How come electric cars are not being stolen in Portland? —Jen P.
Sorry, Jen, I almost didn’t see you there—I’ve been indulging in my favorite form of passive-aggressive intergenerational taunting, convincing Gen Z that the universal three-digit phone number for emergency services was chosen to honor the victims of 9/11. (Try it, it’s fun!)
Anyway, I’m sure the owners of the 78 Toyota Priuses stolen in Portland in the past year would contest your premise. However, given that this figure represents only 0.6% of the city’s total car thefts over that period, I tend to agree that you’re probably on to something: Electric cars (we’ll include hybrids in this category) really do seem to be stolen less frequently than their traditionally powered brethren. But why?
The answer, of course, is the inherently superior karma of Earth-conscious electric-vehicle drivers. Their spiritual energy forms a psychic armor of righteousness around the planet-defending vehicles that not even the most hardened tweaker’s bad vibes can penetrate. Finally, we receive an earthly reward for doing the right thing!

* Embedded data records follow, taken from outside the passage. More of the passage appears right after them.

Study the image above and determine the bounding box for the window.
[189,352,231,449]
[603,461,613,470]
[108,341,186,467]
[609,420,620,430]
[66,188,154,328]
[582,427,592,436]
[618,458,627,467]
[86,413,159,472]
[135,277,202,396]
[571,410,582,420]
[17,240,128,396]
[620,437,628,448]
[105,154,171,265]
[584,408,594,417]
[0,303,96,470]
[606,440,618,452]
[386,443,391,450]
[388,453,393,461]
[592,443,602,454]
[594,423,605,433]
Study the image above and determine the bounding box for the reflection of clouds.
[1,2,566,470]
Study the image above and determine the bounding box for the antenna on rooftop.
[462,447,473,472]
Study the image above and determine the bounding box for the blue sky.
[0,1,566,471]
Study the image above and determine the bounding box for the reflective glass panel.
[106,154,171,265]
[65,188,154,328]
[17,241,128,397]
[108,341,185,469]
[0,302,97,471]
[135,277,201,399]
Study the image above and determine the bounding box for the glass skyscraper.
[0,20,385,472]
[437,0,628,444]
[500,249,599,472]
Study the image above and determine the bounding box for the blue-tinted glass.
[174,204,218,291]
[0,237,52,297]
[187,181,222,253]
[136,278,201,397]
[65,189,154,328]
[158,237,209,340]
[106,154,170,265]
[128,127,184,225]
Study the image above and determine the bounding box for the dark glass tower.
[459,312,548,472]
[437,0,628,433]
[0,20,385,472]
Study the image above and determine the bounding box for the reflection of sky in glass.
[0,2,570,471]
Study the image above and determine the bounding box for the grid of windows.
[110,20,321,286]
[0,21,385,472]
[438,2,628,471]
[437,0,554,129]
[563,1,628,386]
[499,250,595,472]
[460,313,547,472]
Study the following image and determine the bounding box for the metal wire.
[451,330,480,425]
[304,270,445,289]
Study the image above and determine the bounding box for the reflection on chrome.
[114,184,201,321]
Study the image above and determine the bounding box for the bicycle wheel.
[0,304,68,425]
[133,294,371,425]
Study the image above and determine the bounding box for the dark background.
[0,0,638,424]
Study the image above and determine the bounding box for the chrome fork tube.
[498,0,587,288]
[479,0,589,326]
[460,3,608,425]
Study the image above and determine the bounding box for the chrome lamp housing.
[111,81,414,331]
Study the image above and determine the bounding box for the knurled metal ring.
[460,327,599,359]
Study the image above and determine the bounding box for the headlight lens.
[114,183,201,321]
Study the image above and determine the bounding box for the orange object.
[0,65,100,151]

Well, if you believe that, I’ve got a pedestrian-and-transit bridge to sell you.* No, the real answer is not so metaphysical—in fact, it’s yet another example of the working poor being pressed into service as God’s festival toilet: Newer cars—the kind likely to be driven by the comparatively well-to-do—are simply more difficult to steal than the crappy old beaters driven by porn store janitors, truck stop deep fryer operators, alt-weekly humor columnists, et al.
Electric cars are a relatively new phenomenon (the 2004 Prius was the first to penetrate the U.S. market in large numbers), so they all happen to fall within this category of newer, more theft-proof cars lacking the glaring security flaws that make certain late 20th century cars (I’m looking at you, Honda) cartoonishly easy for even extremely stupid people to rip off.
Lest you think I’m exaggerating, consider that cars from 2004 and earlier make up less than a quarter of the total number on U.S. roads, yet fully 61% of the vehicles stolen in Portland in the past three years were that old or older. Perhaps it’s not so much that no one ever steals a Prius as that thieves are stealing so many old Hondas that it drowns out everything else. (Except, perhaps, the sound of a Sawzall cutting off your Prius’ catalytic converter—kerrrrr-AANG!)
*Easy payments—just $112 biannually!